Proving a blind squirrel does find a nut every now and again, Golden Bear kicker Giorgio Tavecchio hit a 24-yard game winner after missing two field goals earlier that day, and making just 3-of-6 on the season prior to that kick. Perhaps more surprisingly, Kevin Riley even managed to drive the Pandas down the field without foolishly going down in-bounds and letting the clock expire. (You thought we forgot, Weenies?) Too bad USC and Oregon beat you guys a combined 72-6. You might be saving the trees, but you'll be going roseless for at least another year.

6. Stanford 72

Thus far, our heroic Cardinal have beat every team below them in the BPRs, but lost to every team they've faced ranked above them. Improvement week is going to have to improve upon that track record if the Cardinal don't want to be home for Christmas. Speaking of which, the instant the final whistle sounds on Stanford's sixth win, the BPR is starting an advocacy group for the Las Vegas Bowl. Christmas in Vegas, what could be better?

7. Arizona State 65

Fire and brimstone just ain't what it used to be, as four of the last six teams to dance with the Devils have emerged victorious, putting a bowl bid in serious jeopardy. Erickson needs to win at UCLA and then upset either USC, Oregon or Cal, which could happen – just with Erickson's '89 ‘Canes, not the '09 Devils. You know you're playing crappy football when the AP recap of the Cal game includes the following prose:
"It was an ugly, penalty-filled game, with two middle-of-the-Pac-10 teams combining for 23 penalties for 238 yards. They also had five turnovers."
"The weather was gorgeous -- 74 degrees and sunny at kickoff. The first half was hideous.
In the first two quarters, the Golden Bears and Sun Devils combined for four turnovers, five fumbles and 145 penalty yards.
The Sun Devils rank 120th, and last in the nation, in penalty yards per game, with 84.4. They had 85 at halftime -- with 75 coming on personal fouls."
ASU – no degree for Obama, but at least we're No. 1 in something.

8. UCLA 64

You may have hot cheerleaders, but the Nothing Brewin's don't appear to have a football team. Oregon State took an off week and still spanked you, jumping out to a 16-0 lead before animal cruelty laws let you back into the game. The good news is the 0-5 conference mark can't get worse, the better news is that it might just get better with the Washingtons and Arizona State the next three opponents.
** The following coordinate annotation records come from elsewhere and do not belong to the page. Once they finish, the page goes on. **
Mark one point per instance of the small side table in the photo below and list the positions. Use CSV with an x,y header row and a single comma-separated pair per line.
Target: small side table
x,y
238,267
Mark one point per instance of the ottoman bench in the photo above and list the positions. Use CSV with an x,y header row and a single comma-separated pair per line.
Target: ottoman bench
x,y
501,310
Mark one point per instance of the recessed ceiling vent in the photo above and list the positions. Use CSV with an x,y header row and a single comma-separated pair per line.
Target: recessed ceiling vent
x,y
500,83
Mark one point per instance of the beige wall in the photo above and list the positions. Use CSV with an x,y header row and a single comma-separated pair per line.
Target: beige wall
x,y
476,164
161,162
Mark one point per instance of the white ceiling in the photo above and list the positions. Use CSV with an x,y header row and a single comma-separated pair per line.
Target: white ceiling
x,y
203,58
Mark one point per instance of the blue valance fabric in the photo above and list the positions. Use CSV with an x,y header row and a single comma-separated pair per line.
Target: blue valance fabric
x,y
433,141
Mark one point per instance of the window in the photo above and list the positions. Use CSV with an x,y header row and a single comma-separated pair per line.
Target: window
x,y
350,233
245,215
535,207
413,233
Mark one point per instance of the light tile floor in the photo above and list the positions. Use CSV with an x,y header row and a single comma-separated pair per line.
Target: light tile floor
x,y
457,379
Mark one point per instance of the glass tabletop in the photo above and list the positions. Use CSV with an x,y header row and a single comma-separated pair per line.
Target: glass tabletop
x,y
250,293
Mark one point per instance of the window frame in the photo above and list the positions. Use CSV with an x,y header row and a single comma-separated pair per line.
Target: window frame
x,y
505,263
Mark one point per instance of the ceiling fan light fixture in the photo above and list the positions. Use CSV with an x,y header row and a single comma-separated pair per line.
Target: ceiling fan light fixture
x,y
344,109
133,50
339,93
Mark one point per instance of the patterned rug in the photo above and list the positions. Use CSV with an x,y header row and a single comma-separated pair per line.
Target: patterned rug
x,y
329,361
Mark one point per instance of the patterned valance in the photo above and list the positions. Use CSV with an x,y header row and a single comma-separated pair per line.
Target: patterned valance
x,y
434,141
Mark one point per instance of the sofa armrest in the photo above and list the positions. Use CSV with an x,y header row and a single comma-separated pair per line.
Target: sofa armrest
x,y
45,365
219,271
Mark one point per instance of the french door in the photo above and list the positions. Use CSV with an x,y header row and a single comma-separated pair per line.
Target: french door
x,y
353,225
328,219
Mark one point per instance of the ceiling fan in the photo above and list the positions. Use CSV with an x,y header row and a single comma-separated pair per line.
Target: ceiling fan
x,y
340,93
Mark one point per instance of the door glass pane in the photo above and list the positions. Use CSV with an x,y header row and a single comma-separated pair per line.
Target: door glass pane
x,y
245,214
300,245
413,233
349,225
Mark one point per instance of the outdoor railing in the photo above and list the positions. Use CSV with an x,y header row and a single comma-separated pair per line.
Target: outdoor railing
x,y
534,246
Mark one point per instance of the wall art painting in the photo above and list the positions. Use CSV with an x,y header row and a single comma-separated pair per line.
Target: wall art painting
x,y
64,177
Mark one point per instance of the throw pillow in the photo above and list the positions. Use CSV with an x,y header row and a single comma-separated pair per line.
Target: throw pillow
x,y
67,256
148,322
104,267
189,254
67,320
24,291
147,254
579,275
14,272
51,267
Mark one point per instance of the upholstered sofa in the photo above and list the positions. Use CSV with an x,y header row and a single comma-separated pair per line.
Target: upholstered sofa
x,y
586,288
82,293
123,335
The BPR really hopes ABC picks up that UCLA/Wazzu contest. Should be a thriller.
Hey, at least basketball season is around the corner.

9. Washington 40

Sark probably thought he did something special by beating USC, but Oregon was quick to deflate that thought for the purple dogs. (And who ever thought a purple dog for a mascot was a good idea? Did they watch Barney and Lassie back-to-back or something?) Now the LaLas of the canine world need to beat their handicapped in-state rivals and two of UCLA, Oregon State and Cal just to end the season .500. All this for a team that was ranked No. 24 in the country a mere month ago.
Hey, at least basketball season is around the corner.

10. Washington State 11

A national audience wanted to see just how putrid the Cougars could be, and Washington State didn't disappoint, losing 40-14 to Notre Dame in San Antonio, in a game so made for TV that it felt like a stunt or an exhibition. It probably did feel like an exhibition to Jimmy Clausen, who worked out his anger after watching Tim Tebow likely clinch a Heisman Trophy he would win were there any justice in the world. Emu-Limo kid (Emu link, limo link) torched WSU for 22-of-27 passing with two touchdowns and no picks, proving once and for all it is easier to score on Washington State's Cougars than their real-life counterparts. The Cougars get an 11 this week, but if they keep this up much longer, we might have to break out the imaginary numbers.